Sunday, August 3, 2025

An open week

The 37th International Olympiad in Informatics took place this week in Sucre, Bolivia (problems, results, top 5 on the left). It was a bit more tricky than usual to get to, but I'm sure the contestants, the leaders and the organizers also gathered quite a few good memories for a lifetime :) Congratulations to Hengxi Liu on a quite convincing win!

I continue to be amazed about many things IOI:

  • the repeat participants who keep pushing me down the hall of fame even further, this year Ryan Bai and István Ádám Molnár
  • the repeat problemsetters that keep coming up with amazing problems, setting three out of six problems just like two years ago: square1001 and E869120.
  • the amazing openness of the organizers who publish both the GA minutes (2024, all, this year's minutes will probably appear a bit later?) and the IC minutes (March 2025, all). I am learning a lot about organizing those great events, and about democratic processes in general, from reading those.

Keep up the good work!

Codeforces hosted its Round 1040 between the IOI competition days (problems, results, top 5 on the left, analysis). Kevin114514, who as I understand was too young to qualify for China's IOI team (please correct me if I'm wrong!), instead had to settle with AKing this round and overtaking jiangly for the second place in the overall rating. Well done!
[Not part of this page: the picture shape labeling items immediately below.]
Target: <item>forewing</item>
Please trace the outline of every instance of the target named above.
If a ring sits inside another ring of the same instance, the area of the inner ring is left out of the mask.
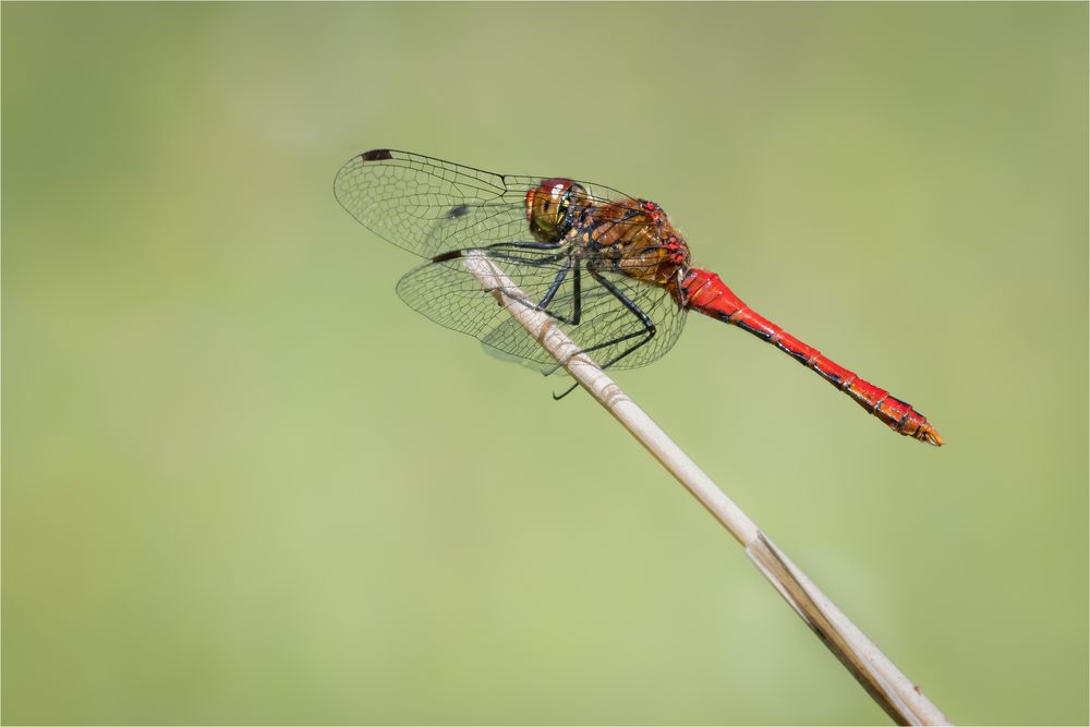
[[[422,257],[530,238],[526,192],[547,177],[495,172],[411,152],[374,149],[334,181],[341,206],[364,227]],[[638,206],[627,195],[579,182],[594,203]]]

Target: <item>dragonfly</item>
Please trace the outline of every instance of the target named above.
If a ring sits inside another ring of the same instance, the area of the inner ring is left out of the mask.
[[[686,313],[697,311],[773,344],[894,432],[943,444],[911,404],[761,316],[716,274],[693,267],[688,243],[654,202],[565,177],[499,174],[395,149],[352,157],[334,192],[364,227],[425,259],[398,282],[401,300],[501,358],[546,375],[559,368],[465,268],[472,255],[495,263],[513,282],[514,300],[547,314],[603,368],[659,359]]]

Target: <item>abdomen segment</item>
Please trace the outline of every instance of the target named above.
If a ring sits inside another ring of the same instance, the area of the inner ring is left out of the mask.
[[[761,316],[707,270],[693,268],[681,282],[686,307],[748,330],[772,343],[792,359],[815,371],[826,381],[851,397],[860,407],[885,422],[889,428],[921,441],[942,446],[943,439],[927,417],[912,407],[840,366],[818,349],[807,346]]]

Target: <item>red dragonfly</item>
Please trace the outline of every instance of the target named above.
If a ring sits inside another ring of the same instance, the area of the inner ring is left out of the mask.
[[[549,374],[548,353],[462,266],[484,254],[523,304],[559,322],[603,368],[655,361],[687,311],[734,324],[840,389],[894,432],[941,446],[920,412],[833,363],[743,303],[719,276],[690,265],[689,246],[654,202],[566,178],[520,177],[420,154],[374,149],[334,183],[352,217],[427,262],[398,282],[411,307]]]

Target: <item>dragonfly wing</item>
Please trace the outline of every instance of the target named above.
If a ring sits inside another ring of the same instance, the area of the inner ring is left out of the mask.
[[[662,358],[681,335],[685,310],[659,286],[619,272],[598,276],[608,287],[583,274],[582,319],[568,329],[579,347],[600,365],[614,361],[610,368],[638,368]],[[654,322],[653,336],[644,335],[643,319],[618,294]]]
[[[520,300],[533,306],[557,276],[564,277],[564,267],[554,259],[556,254],[548,251],[520,251],[520,260],[505,258],[497,264],[526,295]],[[485,290],[463,266],[463,259],[455,257],[417,265],[398,282],[398,295],[417,313],[473,336],[502,354],[500,358],[514,359],[542,371],[555,365],[549,354],[514,324],[492,291]]]
[[[529,178],[496,174],[420,154],[376,149],[350,159],[334,180],[341,206],[377,235],[423,257],[529,233]],[[473,218],[467,206],[489,205]],[[443,238],[435,230],[448,226]],[[446,242],[446,247],[436,245]]]
[[[374,149],[341,167],[334,194],[387,242],[422,257],[525,239],[526,193],[546,177],[497,174],[410,152]],[[593,202],[639,202],[601,184],[578,182]]]
[[[674,346],[685,325],[685,311],[657,286],[603,272],[601,278],[609,283],[604,286],[581,270],[577,293],[576,265],[562,253],[517,247],[512,252],[508,245],[484,252],[524,293],[525,298],[519,300],[526,305],[538,305],[552,291],[545,312],[600,364],[614,359],[616,368],[649,364]],[[553,371],[556,361],[511,318],[492,292],[481,287],[462,259],[455,257],[413,268],[398,283],[398,295],[432,320],[477,338],[501,359],[516,360],[543,373]],[[654,336],[646,335],[640,316],[618,295],[655,322]]]

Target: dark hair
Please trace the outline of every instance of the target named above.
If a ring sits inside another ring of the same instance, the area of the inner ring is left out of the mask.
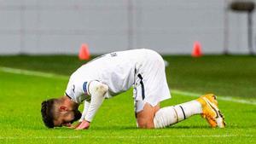
[[[56,99],[49,99],[42,102],[41,114],[44,125],[53,128],[54,125],[54,103]]]

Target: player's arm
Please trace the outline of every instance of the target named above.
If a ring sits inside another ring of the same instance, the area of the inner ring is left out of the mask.
[[[82,119],[81,124],[76,130],[87,129],[90,126],[90,123],[92,121],[96,112],[102,104],[104,101],[104,95],[108,91],[108,85],[100,83],[98,81],[91,81],[89,85],[89,93],[90,95],[90,102],[88,106],[84,106],[85,117]],[[88,107],[88,109],[86,108]],[[83,112],[84,113],[84,112]]]
[[[79,123],[70,126],[69,127],[70,129],[76,129],[81,124],[81,123],[84,120],[85,115],[86,115],[86,113],[88,112],[88,109],[89,109],[89,106],[90,106],[90,101],[84,101],[84,111],[83,111],[82,116],[81,116]]]

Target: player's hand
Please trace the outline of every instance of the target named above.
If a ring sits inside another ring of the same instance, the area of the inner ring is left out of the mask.
[[[81,123],[82,122],[79,122],[79,123],[75,124],[72,124],[72,125],[68,126],[67,128],[69,128],[69,129],[76,129],[78,126],[80,125]]]
[[[82,123],[76,128],[77,130],[89,129],[90,122],[83,120]]]

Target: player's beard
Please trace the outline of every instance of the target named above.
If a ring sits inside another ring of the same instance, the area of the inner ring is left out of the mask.
[[[73,112],[74,112],[74,118],[70,122],[71,124],[73,124],[73,122],[79,120],[81,118],[81,116],[82,116],[82,113],[79,110],[73,110]]]

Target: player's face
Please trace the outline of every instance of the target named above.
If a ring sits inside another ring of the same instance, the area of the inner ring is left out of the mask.
[[[81,118],[81,112],[79,110],[67,110],[59,113],[57,119],[54,120],[55,127],[70,126],[71,124]]]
Thanks for reading, and check back next week.

Saturday, August 2, 2025

A focus week

There were no contests that I want to mention last week, which allows us to focus on the two problems I mentioned in the previous summary. Some blog meta: I have been trying to write this post for almost a week now, of course not full time but whenever I had nothing more important to do. However, I wanted to solve both problems to be able to share my own insights and not just rehash the editorials, and it seems so hard for me to focus on solving problems outside of a running contest these days! (one can't help but mention that focusing during a running contest is also suffering, of course :))

The first problem was from the AtCoder World Tour Finals 2025: you are given n<=100 days and m movies, the i-th movie running from day li to day ri (all pairs (li, ri) are different). Find the sum of the following values: for each of the 2m sets of movies, what is the maximum amount of different movies from that set one can watch, if one only watches at most one movie per day?

During the broadcast I got some ideas from listening to Riku and reading the contestants' solutions. However, it turns out that even with those ideas I could not solve this problem after at least 5 hours of thinking (probably more since I did not count so precisely), so I actually checked the editorial to complete the below solution.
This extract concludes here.